## Explanation

In this example, the goal is to repeat a sequence of numbers. This is a useful way to create repeating sequences of numbers by itself. In addition, this formula is a building block to the more general formula here, which can repeat ranges and arbitrary values that are not sequential numbers.

### Ingredients

The formulas on this page are based on two functions: the SEQUENCE function and the MOD function.

- The SEQUENCE function is designed to create all kinds of numeric sequences. For a quick primer, watch this short video: The SEQUENCE function.
- The MOD function is a classic match formula that returns the remainder after division. MOD often shows up in problems that have a "repeating" element: highlight every other row, sum every nth row, and so on.

### Repeat sequence of numbers

To repeat a sequence of numbers, you can use a generalized version of a formula that looks like this, where "n" is the number of items being repeated and "x" is the number of times to repeat the items:

`=MOD(SEQUENCE(n*x)-1,n)+1`

For example, to repeat the numbers {1,2,3} four times, n=3 and x=4, so we can use:

`=MOD(SEQUENCE(3*4,,0),3)+1`

What's going on here?

In a nutshell, the SEQUENCE function creates an array of sequential numbers, and the MOD function converts these numbers into repeating numbers. Working from the inside out, SEQUENCE is configured like this:

`=SEQUENCE(3*4,,0)`

- rows - numbers (3) * repeats (4) = 12
- columns - left blank intentionally (defaults to 1)
- start - given as 0 to start the sequence at zero instead of 1

Note that we get 12 for rows by multiplying the repeating numbers (3) by the number of repeats (4). Also note that the optional third argument, start, is given as zero to begin the sequence at 0 instead of 1. The evaluation of SEQUENCE works like this:

```
=SEQUENCE(3*4,,0)
=SEQUENCE(12,,0)
={0;1;2;3;4;5;6;7;8;9;10;11}
```

The final result is a zero-based sequence of 12 numbers. Next, the array returned by SEQUENCE is passed into the MOD function as the *number* argument, with the divisor set to 3:

`=MOD({0;1;2;3;4;5;6;7;8;9;10;11},3)+1`

The MOD function divides each number by 3 and returns the remainder after division. The result is an array of repeating numbers like this:

`={0;1;2;0;1;2;0;1;2;0;1;2}+1`

Finally, 1 is added to each number in the array to shift the numbers into their final form. The final result looks like this:

`{1;2;3;1;2;3;1;2;3;1;2;3}`

Now, let's adjust the formula to repeat the numbers 1-6 two times.
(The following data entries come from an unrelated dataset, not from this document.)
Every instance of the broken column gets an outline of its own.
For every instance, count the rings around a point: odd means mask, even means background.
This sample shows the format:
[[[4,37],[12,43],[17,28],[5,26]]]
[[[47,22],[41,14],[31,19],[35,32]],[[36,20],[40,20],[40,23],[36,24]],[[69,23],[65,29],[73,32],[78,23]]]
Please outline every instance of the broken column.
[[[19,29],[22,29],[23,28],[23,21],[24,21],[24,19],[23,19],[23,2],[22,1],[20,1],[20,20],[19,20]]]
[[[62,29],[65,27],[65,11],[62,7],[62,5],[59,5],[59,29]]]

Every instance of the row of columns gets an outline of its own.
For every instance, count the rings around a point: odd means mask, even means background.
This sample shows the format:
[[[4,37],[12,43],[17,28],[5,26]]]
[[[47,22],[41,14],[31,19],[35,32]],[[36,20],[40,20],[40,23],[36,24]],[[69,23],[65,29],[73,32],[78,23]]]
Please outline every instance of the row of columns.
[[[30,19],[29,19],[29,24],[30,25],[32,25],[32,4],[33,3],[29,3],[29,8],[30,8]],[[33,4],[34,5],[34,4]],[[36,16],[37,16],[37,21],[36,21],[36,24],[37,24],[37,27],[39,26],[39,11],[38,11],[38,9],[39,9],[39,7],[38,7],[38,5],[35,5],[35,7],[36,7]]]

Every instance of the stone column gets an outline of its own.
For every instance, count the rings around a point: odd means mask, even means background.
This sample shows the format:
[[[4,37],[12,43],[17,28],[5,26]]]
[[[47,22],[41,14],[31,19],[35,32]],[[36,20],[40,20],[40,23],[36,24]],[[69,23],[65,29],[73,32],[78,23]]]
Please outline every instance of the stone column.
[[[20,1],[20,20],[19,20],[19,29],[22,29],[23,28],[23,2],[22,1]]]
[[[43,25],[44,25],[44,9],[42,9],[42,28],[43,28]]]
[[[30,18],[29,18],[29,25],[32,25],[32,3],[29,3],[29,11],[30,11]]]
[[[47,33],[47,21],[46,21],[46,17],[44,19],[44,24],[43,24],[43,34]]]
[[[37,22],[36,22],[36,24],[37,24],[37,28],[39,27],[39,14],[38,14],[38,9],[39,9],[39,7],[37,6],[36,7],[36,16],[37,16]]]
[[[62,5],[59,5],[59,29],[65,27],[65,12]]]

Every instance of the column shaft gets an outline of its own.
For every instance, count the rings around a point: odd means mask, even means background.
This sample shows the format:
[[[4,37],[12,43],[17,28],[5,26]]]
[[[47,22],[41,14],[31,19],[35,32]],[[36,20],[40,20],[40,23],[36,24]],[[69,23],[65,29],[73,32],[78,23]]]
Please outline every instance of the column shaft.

For this problem, n=6 and x=2, so the formula looks like this:

`=MOD(SEQUENCE(6*2,,0),6)+1`

As before, SEQUENCE generates an array of 12 numbers starting with zero, and MOD returns the remainder after dividing by 6.

```
=MOD(SEQUENCE(6*2,,0),6)+1
=MOD(SEQUENCE(12,,0),6)+1
=MOD({0;1;2;3;4;5;6;7;8;9;10;11},6)+1
={0;1;2;3;4;5;0;1;2;3;4;5}+1
{1;2;3;4;5;6;1;2;3;4;5;6}
```

In the final step, we add 1 to each number in the array to the repeating numbers from {0,1,2} to {1,2,3}. The workbook below shows how the formulas compare side-by-side:

To recap, the first formula repeats the numbers 1-3 four times, and the second formula repeats the numbers 1-6 twice.

### Repeat a sequence of numbers into columns

With a small adjustment, you can repeat a series of numbers in columns instead of rows. In the worksheet below, the formulas in cell B5 and cell B8 are:

```
B5=MOD(SEQUENCE(,3*4,0),3)+1
B8=MOD(SEQUENCE(,6*2,0),6)+1
```

As above, the first formula repeats the numbers {1,2,3} four times, and the second formula repeats the numbers {1,2,3,4,5,6} two times. The only difference is that the n * x calculation appears as the *columns* argument in SEQUENCE instead of the *rows* argument, which is left empty.